In younger female patients who present with abdominal pain, it is possible to misdiagnose the symptoms as endometriosis, while in older females, it is possible to link hot flushes and mood changes to pre-menopausal symptoms.

Due to the risk of NETs being misdiagnosed, it is crucial to be proactive and see a doctor for further investigation or follow-ups when symptoms do not respond to prescribed treatment or medication and continue to persist. Further tests will then be needed to determine the actual cause of the symptoms.

How are NETs diagnosed?

The initial tests for diagnosing NETs include blood and urine investigations. The blood test may check for abnormal levels of certain proteins such as the level of chromogranin A (CgA), which may be elevated in NETs.

A urine test may check for a 24-hour urinary excretion of 5-hydroxyindoleacetic acid (5HIAA), the end product of serotonin metabolism, and has a high sensitivity and specificity for carcinoid syndrome. Some patients may require an endoscopic or colonoscopy examination, which is then followed up with an imaging investigation to look for tumours, including an ultrasound, X-ray, CT scans, an MRI, and a more specific imaging test called octreotide or dotatate scan.

The dotatate scan is performed by injecting a mildly radioactive liquid (octreotide) through the veins, which travels through the bloodstream and attaches to the tumour, while a camera-equipped device visually highlights cancer cells. NETs are confirmed with a biopsy.

How quickly can NETs progress? Are NETs staged the same way as other cancers?
Dr A:
The good news is that unlike other cancers, NETs are often slow-growing, and staged differently from solid tumour cancers such as liver cancer. NETs are graded as 1,2, or 3 based on their location, grade, and how different the cells appear under the miscroscope. Grade 1 tumours are low-grade with cells that divide and grow slowly, grade 2 is intermediate and grade 3 consists of high-grade fast-growing tumours and rapidly dividing cells.
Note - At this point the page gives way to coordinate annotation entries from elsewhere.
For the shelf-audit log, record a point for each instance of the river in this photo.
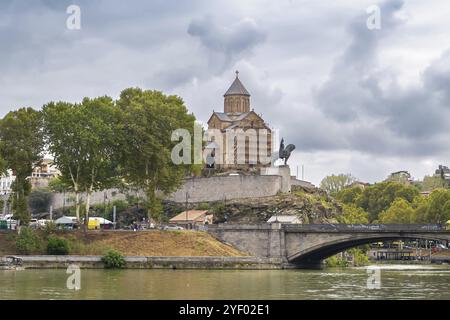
(396, 282)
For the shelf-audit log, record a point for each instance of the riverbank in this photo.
(152, 243)
(162, 262)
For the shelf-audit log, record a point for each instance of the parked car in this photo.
(33, 224)
(173, 228)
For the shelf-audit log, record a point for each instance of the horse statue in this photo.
(285, 153)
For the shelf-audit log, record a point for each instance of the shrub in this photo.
(49, 228)
(336, 261)
(57, 246)
(113, 260)
(28, 241)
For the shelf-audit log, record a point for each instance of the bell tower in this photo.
(237, 98)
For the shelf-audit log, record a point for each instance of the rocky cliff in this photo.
(311, 205)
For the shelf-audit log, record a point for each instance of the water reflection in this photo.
(397, 282)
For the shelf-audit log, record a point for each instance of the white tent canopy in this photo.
(65, 220)
(100, 220)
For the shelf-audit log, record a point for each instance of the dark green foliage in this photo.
(113, 260)
(21, 146)
(378, 198)
(57, 246)
(40, 200)
(28, 241)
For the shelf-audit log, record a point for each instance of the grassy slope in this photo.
(129, 243)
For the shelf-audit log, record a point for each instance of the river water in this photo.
(395, 282)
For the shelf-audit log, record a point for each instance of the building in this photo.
(402, 176)
(239, 137)
(43, 173)
(443, 172)
(39, 178)
(192, 218)
(6, 181)
(285, 219)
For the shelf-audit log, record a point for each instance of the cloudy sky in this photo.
(353, 100)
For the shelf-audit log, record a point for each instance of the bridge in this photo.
(307, 245)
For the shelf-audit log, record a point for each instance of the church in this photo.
(239, 138)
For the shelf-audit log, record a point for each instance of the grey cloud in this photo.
(394, 120)
(228, 43)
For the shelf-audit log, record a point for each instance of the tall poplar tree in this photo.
(21, 147)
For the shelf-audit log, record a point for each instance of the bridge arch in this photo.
(313, 256)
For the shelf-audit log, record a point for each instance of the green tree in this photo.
(353, 214)
(81, 138)
(349, 195)
(57, 184)
(400, 211)
(431, 183)
(21, 146)
(335, 183)
(145, 144)
(40, 200)
(438, 207)
(379, 197)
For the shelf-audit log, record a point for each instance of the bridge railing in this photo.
(364, 227)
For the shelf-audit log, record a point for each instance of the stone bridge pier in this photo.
(306, 246)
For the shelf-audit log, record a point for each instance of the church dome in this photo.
(237, 88)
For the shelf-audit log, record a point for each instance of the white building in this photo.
(287, 219)
(6, 181)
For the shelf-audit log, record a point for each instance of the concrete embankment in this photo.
(138, 262)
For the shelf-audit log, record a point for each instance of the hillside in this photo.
(310, 205)
(142, 243)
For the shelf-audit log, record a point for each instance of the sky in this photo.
(352, 99)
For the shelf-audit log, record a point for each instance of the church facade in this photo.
(239, 138)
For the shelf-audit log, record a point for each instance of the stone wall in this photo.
(141, 262)
(228, 187)
(203, 189)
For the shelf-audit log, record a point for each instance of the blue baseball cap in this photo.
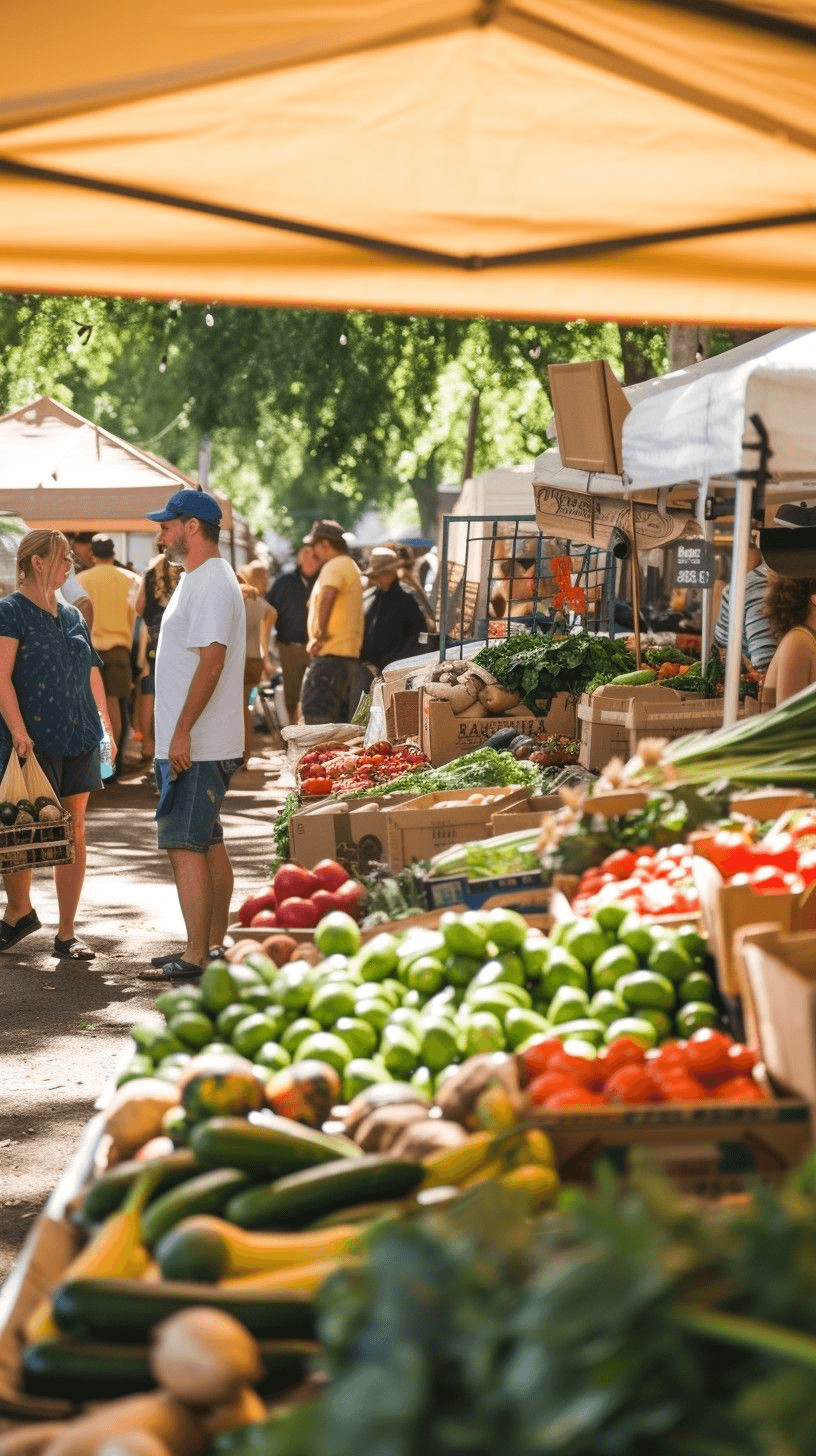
(188, 503)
Generally, the lower the tumour grade and degree of differentiation the better it is for the patient, and with the right treatment and care, patients can often live well for many years.

How are NETs treated?
The treatment for NETs depends on where the tumour is located, the tumour’s stage, and the overall health of the patient. Surgery is the first go-to treatment to halt progression of the disease, but the majority of patients are diagnosed after the tumour has spread (metastasised) to other parts of the body, especially the liver, and this is when other treatment modalities are recommended.

When the cancer has spread, a medication called somatostatin analogues (SSA), such as octreotide or lanreotide may be prescribed. This medicine stops the body from producing excessive hormones, and thus reduces the severity of symptoms and delaying tumour progression. SSAs have been shown to improve the clinical outcome of NETs, including delaying disease progression and improving survival rates.

Other available treatment options are peptide receptor radioligand therapy (PRRT), which delivers targeted radiation to NET cells, trans-arterial chemoembolisation, chemotherapy, and targeted therapy.

Ultimately, the earlier NETs are detected and treatments introduced, the better the survival rates for the patient. If you experience symptoms like diarrhoea, abdominal pains, hot flushes, insomnia, wheezing, abnormally low blood pressure, unexplained weight loss, and rectal bleeding which do not seem to respond to the treatment prescribed by your general practitioner (GP), it’s important to consult a specialist.